Как пишет Л. Силард,

[о]тношение Мандельштама к мифу подобно его отношению к слову. Если Анненский, Брюсов, Вяч. Иванов были гениальными реставраторами ядра мифа, если Сологуб решительно перерабатывал его, подчиняя своей поэтической системе, то Мандельштам из мифа – семантического пучка осторожно выбирал лишь сопровождающие, периферийные элементы, так что об «официальной точке» мифа можно только догадываться [Силард 1977: 92].

К этому следует добавить: учредительная и канонизирующая работа уже была проделана, поэтому читатель Мандельштама действительно имел возможность догадаться об «официальной точке» мифа по его периферийным элементам[183]. Благодаря такому вытеснению в подтекст миф вступает в последнюю фазу своей ревальвации, в некотором небуквальном смысле – (ре)сакрализируется[184].

***

К формированию мандельштамовской подтекстуальной поэтики имелись, как представляется, две определяющие внешние предпосылки. Первая заключалась в сонаправленности поэтических инноваций Мандельштама филологическим исканиям модернистской эпохи, которые, начиная еще с теории заимствований Александра Веселовского и продолжая концепциями, выдвинутыми Тыняновым, Пумпянским и другими, были в огромной степени сосредоточены на проблемах литературного наследования и трансформаций литературных форм и стилей[185]. Для правильного понимания мандельштамовского филологизма нужно принять к сведению не только его занятия, пусть не слишком усердные, романской филологией в Сорбонне, Гейдельберге и Петербургском университете, не только интерес к проблемам эволюции стиха, почти неизбежный в его кругу[186], не только связь с Московским лингвистическим кружком[187] и не только взаимную симпатию, тесную дружбу и интеллектуальную интеракцию с опоязовцами и их последователями[188], но и просто тягу к общению с учеными и к научному чтению[189]. Наконец, поэтика Мандельштама, как мне кажется, испытала непосредственное воздействие читательских и исследовательских установок Анны Ахматовой, которые в известной мере предвосхитили теоретические пресуппозиции контекстуально-подтекстуального анализа[190]. Работа Мандельштама с поэтической традицией по-своему эквивалентна филологическому освоению этой традиции.

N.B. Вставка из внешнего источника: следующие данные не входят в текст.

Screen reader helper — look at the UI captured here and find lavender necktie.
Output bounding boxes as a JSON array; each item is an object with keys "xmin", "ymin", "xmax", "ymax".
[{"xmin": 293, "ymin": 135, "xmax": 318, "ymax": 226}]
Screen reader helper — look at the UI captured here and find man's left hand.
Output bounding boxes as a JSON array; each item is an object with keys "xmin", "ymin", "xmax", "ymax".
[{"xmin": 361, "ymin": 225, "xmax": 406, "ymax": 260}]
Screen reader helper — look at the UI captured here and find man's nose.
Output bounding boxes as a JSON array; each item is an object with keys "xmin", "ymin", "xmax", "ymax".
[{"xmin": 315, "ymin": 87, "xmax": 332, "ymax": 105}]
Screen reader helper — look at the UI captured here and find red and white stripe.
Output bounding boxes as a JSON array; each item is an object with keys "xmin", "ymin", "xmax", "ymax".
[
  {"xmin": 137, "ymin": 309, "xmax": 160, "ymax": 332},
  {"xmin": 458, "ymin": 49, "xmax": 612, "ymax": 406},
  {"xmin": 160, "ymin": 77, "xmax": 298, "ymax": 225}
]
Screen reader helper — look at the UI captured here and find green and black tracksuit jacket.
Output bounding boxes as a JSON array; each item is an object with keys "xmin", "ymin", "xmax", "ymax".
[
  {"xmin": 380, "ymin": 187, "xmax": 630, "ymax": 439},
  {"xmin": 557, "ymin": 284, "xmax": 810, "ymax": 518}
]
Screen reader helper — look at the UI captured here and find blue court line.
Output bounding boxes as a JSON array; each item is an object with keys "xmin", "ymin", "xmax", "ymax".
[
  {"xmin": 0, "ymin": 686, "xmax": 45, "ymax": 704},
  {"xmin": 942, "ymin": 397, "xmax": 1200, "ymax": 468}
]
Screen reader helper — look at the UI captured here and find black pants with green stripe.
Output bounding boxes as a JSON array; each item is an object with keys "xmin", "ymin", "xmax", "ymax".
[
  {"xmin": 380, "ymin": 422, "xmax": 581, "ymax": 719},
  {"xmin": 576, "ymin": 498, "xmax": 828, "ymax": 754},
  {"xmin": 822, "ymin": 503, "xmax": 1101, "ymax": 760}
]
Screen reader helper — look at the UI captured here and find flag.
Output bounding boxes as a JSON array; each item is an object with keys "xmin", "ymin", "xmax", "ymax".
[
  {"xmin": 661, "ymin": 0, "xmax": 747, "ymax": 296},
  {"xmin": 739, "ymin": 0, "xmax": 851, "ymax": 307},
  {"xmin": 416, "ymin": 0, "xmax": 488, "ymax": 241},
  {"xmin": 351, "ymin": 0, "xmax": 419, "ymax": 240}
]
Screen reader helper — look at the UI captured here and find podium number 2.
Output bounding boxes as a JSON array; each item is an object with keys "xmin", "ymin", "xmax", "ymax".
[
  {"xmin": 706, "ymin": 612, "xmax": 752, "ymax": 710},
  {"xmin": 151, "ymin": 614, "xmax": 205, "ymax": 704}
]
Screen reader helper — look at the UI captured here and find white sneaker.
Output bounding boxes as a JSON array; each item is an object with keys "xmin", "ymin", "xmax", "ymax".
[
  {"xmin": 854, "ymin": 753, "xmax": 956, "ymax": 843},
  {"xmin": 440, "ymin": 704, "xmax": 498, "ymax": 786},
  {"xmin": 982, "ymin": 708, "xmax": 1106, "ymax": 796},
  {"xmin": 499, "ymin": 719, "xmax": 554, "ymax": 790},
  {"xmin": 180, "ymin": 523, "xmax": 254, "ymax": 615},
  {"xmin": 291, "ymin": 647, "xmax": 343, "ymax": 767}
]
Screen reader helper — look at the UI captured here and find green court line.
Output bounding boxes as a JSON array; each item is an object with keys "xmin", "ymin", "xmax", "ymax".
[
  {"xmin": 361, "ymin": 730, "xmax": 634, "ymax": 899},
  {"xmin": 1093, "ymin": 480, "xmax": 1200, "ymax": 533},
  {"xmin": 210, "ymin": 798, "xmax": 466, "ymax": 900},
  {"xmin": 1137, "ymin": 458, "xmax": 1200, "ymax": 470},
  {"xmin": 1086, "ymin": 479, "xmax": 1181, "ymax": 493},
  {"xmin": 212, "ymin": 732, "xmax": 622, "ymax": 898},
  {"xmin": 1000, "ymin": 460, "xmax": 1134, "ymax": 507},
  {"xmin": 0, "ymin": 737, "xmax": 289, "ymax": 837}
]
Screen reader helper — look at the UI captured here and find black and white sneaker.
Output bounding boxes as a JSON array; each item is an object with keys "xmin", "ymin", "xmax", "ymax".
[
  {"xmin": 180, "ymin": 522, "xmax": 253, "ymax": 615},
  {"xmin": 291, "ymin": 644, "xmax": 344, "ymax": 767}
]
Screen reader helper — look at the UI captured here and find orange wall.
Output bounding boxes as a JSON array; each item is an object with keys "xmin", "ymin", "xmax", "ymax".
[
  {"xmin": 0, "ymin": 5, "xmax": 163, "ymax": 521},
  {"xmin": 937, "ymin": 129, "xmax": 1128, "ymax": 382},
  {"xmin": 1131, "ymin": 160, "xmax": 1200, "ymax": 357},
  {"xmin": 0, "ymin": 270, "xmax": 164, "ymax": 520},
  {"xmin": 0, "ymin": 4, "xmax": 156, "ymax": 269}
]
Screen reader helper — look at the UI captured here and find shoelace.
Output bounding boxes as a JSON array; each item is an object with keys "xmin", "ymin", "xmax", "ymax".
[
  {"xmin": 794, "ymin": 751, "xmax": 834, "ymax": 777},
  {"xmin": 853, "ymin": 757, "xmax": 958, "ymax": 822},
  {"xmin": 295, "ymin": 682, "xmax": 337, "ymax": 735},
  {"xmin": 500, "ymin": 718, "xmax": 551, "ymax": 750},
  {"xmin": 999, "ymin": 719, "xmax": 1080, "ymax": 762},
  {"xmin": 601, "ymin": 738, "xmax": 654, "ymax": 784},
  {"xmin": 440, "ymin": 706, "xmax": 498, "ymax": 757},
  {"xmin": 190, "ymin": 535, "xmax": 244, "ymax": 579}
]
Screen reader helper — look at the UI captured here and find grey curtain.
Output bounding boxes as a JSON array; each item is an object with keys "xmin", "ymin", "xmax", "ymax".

Более того, сами филологические тексты, наравне с поэтическими, включаются Мандельштамом в подтекстуальный фонд[191]. В гносеологическом плане мандельштамовский принцип фиксации чужого подтекстообразующего приема собственным аналогичным приемом, т. е. цитация цитаты, обнаруживает знаменательное совпадение с современным Мандельштаму постулированием поэтологического значения поэтических текстов по отношению к своим источникам[192], в концептуальном – диалектически остраняет само различение своего и чужого, общего и ничейного[193]. Можно сказать, что коммуникативная стратегия Мандельштама, а именно импликация истинного посредника, диаметрально противоположна стратегии мистификатора – экспликации посредника мнимого[194].